Neden aynı deprem için farklı kuruluşlar farklı büyüklükler açıklıyor?
Afet ve Acil Durum Yönetimi (AFAD) Başkanlığı Deprem İzleme ve Değerlendirme Merkezi'nde geçen yıl 6 Şubat depremlerinin artçılarıyla beraber 75 bin depremin çözüldüğü, bunun yaklaşık 3 yıllık çalışmaya karşılık geldiği belirtildi.

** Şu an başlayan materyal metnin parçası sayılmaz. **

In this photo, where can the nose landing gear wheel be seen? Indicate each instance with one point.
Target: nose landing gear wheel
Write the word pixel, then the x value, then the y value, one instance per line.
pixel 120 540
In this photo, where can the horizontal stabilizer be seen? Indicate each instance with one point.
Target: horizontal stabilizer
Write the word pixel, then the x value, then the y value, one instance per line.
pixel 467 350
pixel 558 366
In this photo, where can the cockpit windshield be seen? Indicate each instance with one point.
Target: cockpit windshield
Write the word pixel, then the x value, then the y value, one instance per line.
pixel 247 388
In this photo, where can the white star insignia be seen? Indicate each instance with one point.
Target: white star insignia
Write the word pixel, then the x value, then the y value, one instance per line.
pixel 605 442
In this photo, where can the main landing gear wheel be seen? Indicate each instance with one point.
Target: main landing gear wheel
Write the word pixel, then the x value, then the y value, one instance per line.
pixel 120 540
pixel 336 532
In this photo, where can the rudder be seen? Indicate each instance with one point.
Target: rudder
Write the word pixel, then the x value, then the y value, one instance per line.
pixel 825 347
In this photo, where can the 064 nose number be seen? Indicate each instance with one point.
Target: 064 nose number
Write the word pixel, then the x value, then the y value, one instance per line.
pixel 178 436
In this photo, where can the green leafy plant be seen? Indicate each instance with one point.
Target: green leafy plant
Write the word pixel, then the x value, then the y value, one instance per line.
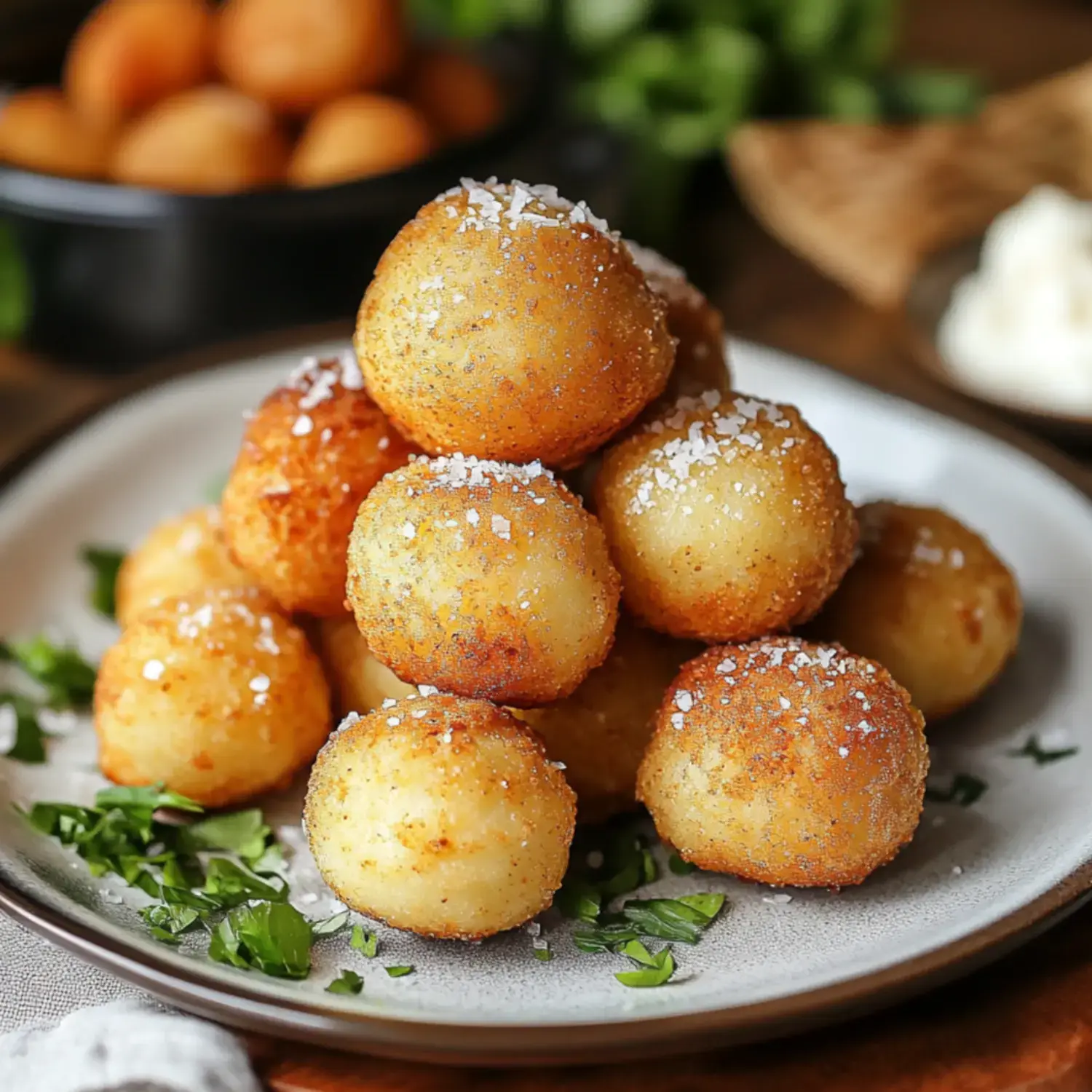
pixel 15 288
pixel 675 76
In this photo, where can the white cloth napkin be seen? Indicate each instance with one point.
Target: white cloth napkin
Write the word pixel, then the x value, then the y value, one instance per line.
pixel 126 1045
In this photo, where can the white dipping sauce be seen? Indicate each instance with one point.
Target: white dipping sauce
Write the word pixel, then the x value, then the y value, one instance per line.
pixel 1019 330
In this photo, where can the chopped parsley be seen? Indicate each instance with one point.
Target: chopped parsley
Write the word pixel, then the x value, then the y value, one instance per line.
pixel 330 926
pixel 681 867
pixel 271 937
pixel 68 678
pixel 347 982
pixel 965 790
pixel 653 970
pixel 1042 756
pixel 366 943
pixel 28 740
pixel 104 563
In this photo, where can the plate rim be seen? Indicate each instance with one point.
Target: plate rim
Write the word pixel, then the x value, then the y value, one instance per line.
pixel 427 1039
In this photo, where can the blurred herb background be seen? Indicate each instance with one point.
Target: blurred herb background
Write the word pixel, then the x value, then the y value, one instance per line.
pixel 676 76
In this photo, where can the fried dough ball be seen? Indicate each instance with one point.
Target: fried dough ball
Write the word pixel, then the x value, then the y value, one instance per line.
pixel 601 731
pixel 358 681
pixel 484 579
pixel 181 555
pixel 507 323
pixel 216 695
pixel 930 601
pixel 357 137
pixel 727 518
pixel 209 140
pixel 297 56
pixel 309 456
pixel 458 94
pixel 41 131
pixel 440 815
pixel 700 360
pixel 786 762
pixel 130 54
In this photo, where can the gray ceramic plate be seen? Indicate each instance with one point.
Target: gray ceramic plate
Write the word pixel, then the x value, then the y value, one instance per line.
pixel 973 882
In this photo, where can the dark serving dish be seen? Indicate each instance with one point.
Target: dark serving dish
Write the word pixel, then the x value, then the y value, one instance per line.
pixel 122 275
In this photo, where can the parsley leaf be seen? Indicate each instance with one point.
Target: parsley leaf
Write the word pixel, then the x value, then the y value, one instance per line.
pixel 681 867
pixel 242 832
pixel 654 970
pixel 965 790
pixel 330 925
pixel 28 744
pixel 104 561
pixel 683 919
pixel 1042 756
pixel 271 937
pixel 68 678
pixel 366 943
pixel 347 982
pixel 166 923
pixel 229 885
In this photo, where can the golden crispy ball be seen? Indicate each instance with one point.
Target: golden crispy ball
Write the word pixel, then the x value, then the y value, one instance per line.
pixel 210 140
pixel 181 555
pixel 507 323
pixel 601 731
pixel 484 579
pixel 41 131
pixel 216 695
pixel 297 56
pixel 727 518
pixel 310 454
pixel 358 681
pixel 357 137
pixel 786 762
pixel 930 601
pixel 458 94
pixel 130 54
pixel 700 355
pixel 441 816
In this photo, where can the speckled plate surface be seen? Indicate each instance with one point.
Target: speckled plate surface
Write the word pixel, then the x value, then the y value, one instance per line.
pixel 973 882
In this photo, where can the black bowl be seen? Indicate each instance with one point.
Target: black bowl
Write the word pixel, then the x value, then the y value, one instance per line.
pixel 122 275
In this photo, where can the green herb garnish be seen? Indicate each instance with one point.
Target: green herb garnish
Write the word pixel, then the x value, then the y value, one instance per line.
pixel 229 885
pixel 965 790
pixel 654 970
pixel 683 919
pixel 68 678
pixel 271 937
pixel 330 926
pixel 681 867
pixel 1042 756
pixel 366 943
pixel 347 982
pixel 104 561
pixel 28 744
pixel 242 832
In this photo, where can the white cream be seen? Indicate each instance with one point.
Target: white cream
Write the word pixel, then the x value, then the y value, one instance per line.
pixel 1019 330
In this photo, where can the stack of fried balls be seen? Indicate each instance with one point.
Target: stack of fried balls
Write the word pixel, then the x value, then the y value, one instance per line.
pixel 547 565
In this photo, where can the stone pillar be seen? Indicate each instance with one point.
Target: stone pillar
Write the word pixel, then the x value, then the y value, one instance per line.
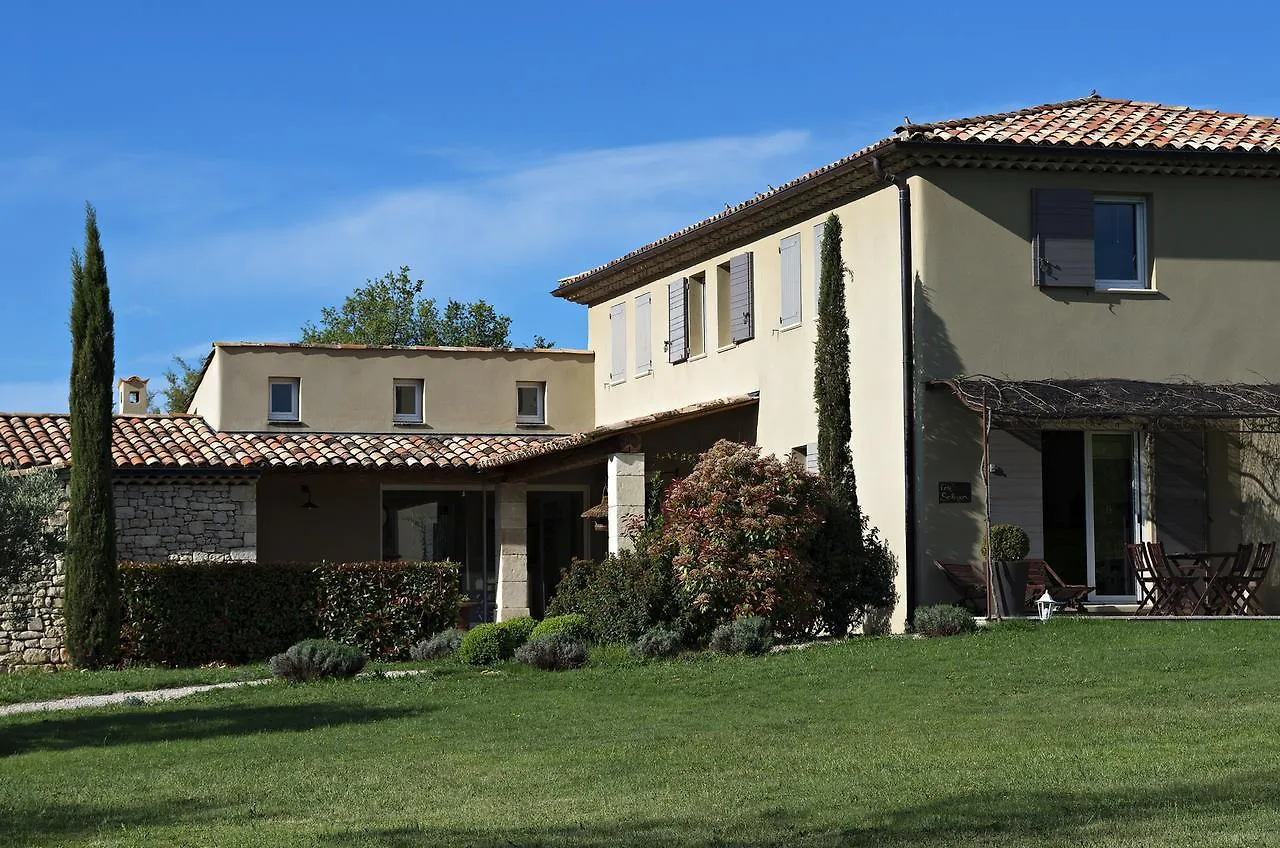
pixel 512 551
pixel 625 489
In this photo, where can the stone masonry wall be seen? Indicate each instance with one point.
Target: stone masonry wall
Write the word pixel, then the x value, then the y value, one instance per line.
pixel 154 523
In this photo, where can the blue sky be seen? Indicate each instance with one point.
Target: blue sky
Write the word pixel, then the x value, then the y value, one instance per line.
pixel 254 162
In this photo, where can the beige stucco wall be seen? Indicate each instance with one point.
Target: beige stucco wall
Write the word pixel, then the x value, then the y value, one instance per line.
pixel 1216 278
pixel 778 363
pixel 350 391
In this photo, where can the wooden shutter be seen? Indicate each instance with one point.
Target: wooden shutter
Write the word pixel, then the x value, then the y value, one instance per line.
pixel 789 256
pixel 618 341
pixel 1179 498
pixel 741 299
pixel 677 313
pixel 1063 237
pixel 644 323
pixel 817 264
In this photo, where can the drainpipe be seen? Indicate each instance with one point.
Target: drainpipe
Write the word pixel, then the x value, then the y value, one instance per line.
pixel 908 288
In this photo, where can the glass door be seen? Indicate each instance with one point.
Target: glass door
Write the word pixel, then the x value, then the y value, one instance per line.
pixel 1110 473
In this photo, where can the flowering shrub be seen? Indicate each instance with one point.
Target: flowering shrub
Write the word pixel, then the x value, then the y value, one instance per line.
pixel 739 532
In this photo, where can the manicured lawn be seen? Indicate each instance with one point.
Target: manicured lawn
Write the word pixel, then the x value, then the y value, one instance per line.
pixel 1075 733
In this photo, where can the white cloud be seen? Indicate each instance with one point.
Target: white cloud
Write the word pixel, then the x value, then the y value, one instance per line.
pixel 492 224
pixel 33 396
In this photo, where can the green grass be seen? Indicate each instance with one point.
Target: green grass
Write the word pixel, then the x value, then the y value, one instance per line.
pixel 1074 733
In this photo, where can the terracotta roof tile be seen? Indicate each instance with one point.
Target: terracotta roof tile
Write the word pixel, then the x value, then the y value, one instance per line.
pixel 187 442
pixel 1089 123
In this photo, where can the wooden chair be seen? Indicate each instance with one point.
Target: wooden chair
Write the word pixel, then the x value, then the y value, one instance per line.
pixel 1178 587
pixel 969 580
pixel 1066 593
pixel 1151 584
pixel 1237 589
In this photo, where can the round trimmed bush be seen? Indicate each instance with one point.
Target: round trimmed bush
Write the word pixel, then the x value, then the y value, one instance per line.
pixel 481 644
pixel 515 633
pixel 574 625
pixel 552 652
pixel 656 643
pixel 944 619
pixel 439 646
pixel 316 659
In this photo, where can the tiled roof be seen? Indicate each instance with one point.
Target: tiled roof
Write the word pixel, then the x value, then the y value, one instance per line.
pixel 1105 122
pixel 1098 123
pixel 630 425
pixel 187 442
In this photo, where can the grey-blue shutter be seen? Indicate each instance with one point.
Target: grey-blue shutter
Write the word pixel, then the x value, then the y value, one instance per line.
pixel 644 332
pixel 618 341
pixel 789 256
pixel 741 299
pixel 1063 237
pixel 677 310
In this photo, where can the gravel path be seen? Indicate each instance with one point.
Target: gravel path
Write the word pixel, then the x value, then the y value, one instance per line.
pixel 156 696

AFAD Deprem İzleme ve Değerlendirme Grup Başkanı Meltem Türkoğlu, AA muhabirine, merkezin 7/24 esasına göre çalıştığını ifade ederek, burada yer bilimcilerden oluşan gece ve gündüz ekiplerinin olduğunu belirtti.
Herhangi bir deprem meydana geldiğinde uzmanların depremi 5 veya 7 dakika içinde ilksel olarak çözerek, kamuoyuna ve ilgililere duyurduğunu söyleyen Türkoğlu, bunun sebebinin müdahale ekiplerinin hızlı şekilde bölgeye intikal etmesini sağlamak olduğunu anlattı.
Türkoğlu, deprem verilerinin Türkiye'de bulunan 1187 istasyondan geldiğini aktararak, şunları söyledi:
"Avrupa'nın en büyük deprem gözlem ağına sahibiz. Deprem istasyonlarından gelen verilerimiz hız ve ivme olarak ayrılıyor. Depremin derinliğini, yerini, büyüklüğünü veren parametreleri hız istasyonlarıyla ölçüyoruz. İvme istasyonları da aslında herkesin bildiği Türkiye Tehlike Haritası'nın altlıklarını oluşturan veriler. Hepsi bu merkez tarafından analiz ediliyor."
Daha ayrıntılı ve daha çok veri ile depremlerin revize çözümlerinin yapıldığını dile getiren Türkoğlu, "Yani bir depremin büyüklüğü, yeri, bazen derinliği değişebilir. Dünyadaki ajanslarda da böyledir. USGS, ISC, EMSC gibi ajanslarda da depremlerin büyüklükleri, yeri, derinliği, gelen veriyle tekrar yapılan çözümlerle değişebilir. Bu tamamen bilimsel bir sonuçtur." dedi.
Türkoğlu, merkezde üretilen verilerin uluslararası kuruluşlarla ve akademisyenlerle paylaşıldığını belirterek, veri paylaşımının AFAD'ın internet sayfası üzerinden çeşitli kategoriler altında gerçekleştirildiğini ifade etti.
Yerli ve milli yazılımlar kullanılıyor
Merkezde kullanılan tüm yazılımların yerli ve milli olduğunu bildiren Türkoğlu, "Bu çok önemli. Yaklaşık 2 yıldır bu yazılımları kullanıyoruz. Sadece deprem analizi yaptığımız yazılımlar değil, arkasından ayrıntılı analizler yaptığımız ve kamuoyunu bilgilendirdiğimiz yazılımlarımız da yerli ve milli. Bu, merkez için de çok önemli." diye konuştu.
Türkoğlu, manuel çözümlemenin yanında otomatik çözümleme programlarının da bulunduğunu belirterek, ancak oradan alınan değeri hiçbir zaman servis etmediklerini, manuel çözüm sonuçlarını duyurduklarını anlattı.
Depremin büyüklüğünün, deprem odağından ortaya çıkan enerjinin büyüklüğü olduğunu bildiren Türkoğlu, bunun sadece deprem gözlemi yapan merkezler tarafından hesaplanabileceğini aktardı.
Bu hesaplamanın tek bir değer olduğunu dile getiren Türkoğlu, "Kamuoyunda insanların duyduğu değer, depremin büyüklüğü aslında. Depremin şiddeti ise onun doğa, insanlar, hayvanlar ve yapılar üzerindeki etkisini gösterir. Depremin şiddeti, benim bulunduğum noktayla başka bir nokta arasında farklılık gösterebilir." dedi.
"6 Şubat'tan sonra 56 bin artçı deprem çözdük"
Türkoğlu, Türkiye'nin geçen yıl 6 Şubat'ta ciddi depremler yaşadığını anımsatarak, şunları kaydetti:
"Bu merkezde aslında biz normalde yıllık ortalama 25 bin deprem çözüyoruz. Ama özellikle 6 Şubat'tan sonra 56 bin artçı deprem çözdük. Yılın başından beri yıllık 75 bin deprem çözdük. Bu ne demek? Tam 3 yıllık deprem sayısı kadar deprem çözmüşüz. Yani 3 yıllık iş yapmış bu merkez."